I certainly agree that the last stimulus enabled us to evade a simultaneous crisis in Federal and State governments, but that merely stretched out the problem - it didn't stimulate any added investment of private capital in the creation of new enterprises that might have a lasting effect on both employment and tax revenues. I fear the the huge body of government regulations , both those issued and many others still pending from Dodd Frank, Obama care and the newly strident EPA & NLRB, as well as a highly misguided energy policy and extraordinary support for outrageous labor union demands like the current action against Boeing, are collectively having a seriously adverse effect on the willingness of companys to invest. I see this in my company every day - we, and our corporate customers, are unable to confidently predict the cost & regulatorey regimes in which we will be functioning and therefore unable to accurately forecast a return on capital. It's a very good way to stifle investment.
H2O MAN
 
  -1  
Reply Sat 11 Jun, 2011 12:24 pm

Obama Recovery

The ObamaMedia is beside itself right now .. it can’t seem to understand why or how Barack Obama’s economic policies aren’t translating into jobs and growth. This must be the case because they seem to be caught quite off-guard with all of these “unexpected” jobs figures. Unwilling to blame their savior, Barack Obama, they are now trying to come up with other ways to justify this lousy economy.

I know … let’s blame the Republicans!

Take a look at this headline: Are Republicans Intentionally Sabotaging Economy For Political Gain? Can you believe that? The headline doesn’t ask if Democrats are scaring the diapers off old ladies for political gain. Not, it’s the Republicans sabotaging the economy.

Even though the Democrats held the presidency and the Senate since 2009 (the Democrats have held both houses from 2007 until last year), somehow it is all the Republicans’ fault. The Democrats haven’t presented a budget in how many years now? And it’s the Republicans who are sabotaging the economy? I’ve said it since the day Barack Obama was inaugurated .. I hoped that he would become the greatest president this nation has ever seen and that our economy would flourish over the next years. This is because I care about this country that I love more than I care about a Democrat getting credit for ‘saving’ it. Unfortunately that has not turned out to be the case. I now believe based on the decisions that Obama has made as president, that he has a fundamentally different idea of what makes this nation and our economy great. He is a man who believes in a centrally planned economy and bigger government. How is that working out for us?

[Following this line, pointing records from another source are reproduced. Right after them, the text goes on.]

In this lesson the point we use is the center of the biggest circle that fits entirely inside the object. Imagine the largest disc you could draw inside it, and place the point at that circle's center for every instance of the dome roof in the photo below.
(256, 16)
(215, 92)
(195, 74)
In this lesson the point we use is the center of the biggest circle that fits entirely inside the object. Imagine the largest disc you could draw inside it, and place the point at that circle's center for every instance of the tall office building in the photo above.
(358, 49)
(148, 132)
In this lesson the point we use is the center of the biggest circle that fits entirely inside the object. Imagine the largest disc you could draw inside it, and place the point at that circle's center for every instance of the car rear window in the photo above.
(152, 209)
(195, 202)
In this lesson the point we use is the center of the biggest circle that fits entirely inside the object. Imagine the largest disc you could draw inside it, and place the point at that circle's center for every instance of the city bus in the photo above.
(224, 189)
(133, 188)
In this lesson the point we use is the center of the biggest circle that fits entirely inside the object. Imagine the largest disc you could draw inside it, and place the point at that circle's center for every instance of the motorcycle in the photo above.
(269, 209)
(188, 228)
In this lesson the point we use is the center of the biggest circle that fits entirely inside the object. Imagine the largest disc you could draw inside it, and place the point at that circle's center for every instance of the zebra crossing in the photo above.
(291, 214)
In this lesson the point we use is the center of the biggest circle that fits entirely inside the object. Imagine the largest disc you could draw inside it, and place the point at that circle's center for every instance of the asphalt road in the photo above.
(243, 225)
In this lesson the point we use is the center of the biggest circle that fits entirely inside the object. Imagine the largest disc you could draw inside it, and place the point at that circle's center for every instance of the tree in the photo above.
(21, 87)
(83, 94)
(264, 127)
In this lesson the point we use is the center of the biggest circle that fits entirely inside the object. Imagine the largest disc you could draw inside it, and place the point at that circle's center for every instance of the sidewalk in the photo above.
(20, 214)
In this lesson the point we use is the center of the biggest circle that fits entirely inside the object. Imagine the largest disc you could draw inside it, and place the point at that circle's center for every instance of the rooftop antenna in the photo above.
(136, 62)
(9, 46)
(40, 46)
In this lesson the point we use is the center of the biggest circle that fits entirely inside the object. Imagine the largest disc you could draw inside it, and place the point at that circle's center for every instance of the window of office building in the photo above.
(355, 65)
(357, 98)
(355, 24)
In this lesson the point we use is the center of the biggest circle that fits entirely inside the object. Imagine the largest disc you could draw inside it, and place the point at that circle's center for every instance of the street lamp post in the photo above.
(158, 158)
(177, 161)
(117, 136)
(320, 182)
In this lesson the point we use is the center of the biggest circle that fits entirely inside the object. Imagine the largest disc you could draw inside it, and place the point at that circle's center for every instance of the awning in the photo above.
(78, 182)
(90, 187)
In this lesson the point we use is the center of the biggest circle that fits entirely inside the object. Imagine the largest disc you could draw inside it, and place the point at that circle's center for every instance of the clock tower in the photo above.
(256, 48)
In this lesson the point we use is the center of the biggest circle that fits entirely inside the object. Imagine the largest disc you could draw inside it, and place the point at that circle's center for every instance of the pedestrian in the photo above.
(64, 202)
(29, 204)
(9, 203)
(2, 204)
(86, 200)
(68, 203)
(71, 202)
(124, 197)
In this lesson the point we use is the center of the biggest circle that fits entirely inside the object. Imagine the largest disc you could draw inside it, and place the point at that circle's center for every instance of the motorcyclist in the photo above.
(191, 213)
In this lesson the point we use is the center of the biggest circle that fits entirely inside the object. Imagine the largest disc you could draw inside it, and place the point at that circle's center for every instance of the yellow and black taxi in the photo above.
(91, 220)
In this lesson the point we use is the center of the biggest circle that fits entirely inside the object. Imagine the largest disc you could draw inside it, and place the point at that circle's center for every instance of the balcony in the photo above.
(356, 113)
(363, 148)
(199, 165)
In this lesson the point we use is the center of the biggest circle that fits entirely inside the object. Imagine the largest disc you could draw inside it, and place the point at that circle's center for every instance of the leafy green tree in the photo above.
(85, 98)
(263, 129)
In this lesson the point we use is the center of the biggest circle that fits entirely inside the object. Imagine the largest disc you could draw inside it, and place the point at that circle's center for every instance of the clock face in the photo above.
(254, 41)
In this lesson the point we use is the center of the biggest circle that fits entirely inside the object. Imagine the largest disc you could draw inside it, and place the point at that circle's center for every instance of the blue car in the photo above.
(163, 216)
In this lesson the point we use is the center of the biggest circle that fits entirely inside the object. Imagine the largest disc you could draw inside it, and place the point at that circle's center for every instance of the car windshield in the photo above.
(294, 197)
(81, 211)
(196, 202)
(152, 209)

If the rate of labor force participation in June 2011 were the same as it was in June 2009 (65.7%), the reported unemployment rate would be 11.2% rather than 9.1%. If June 2011 labor force participation were 66.2%, which is where it was when Obama promised that his “stimulus” program would prevent unemployment from exceeding 8.0%, the June 2011 unemployment rate would come in at 11.9%.

Being a leader means taking ownership of your triumphs and your failures, but with the ObamaMedia in tow, Obama isn’t really forced to do that.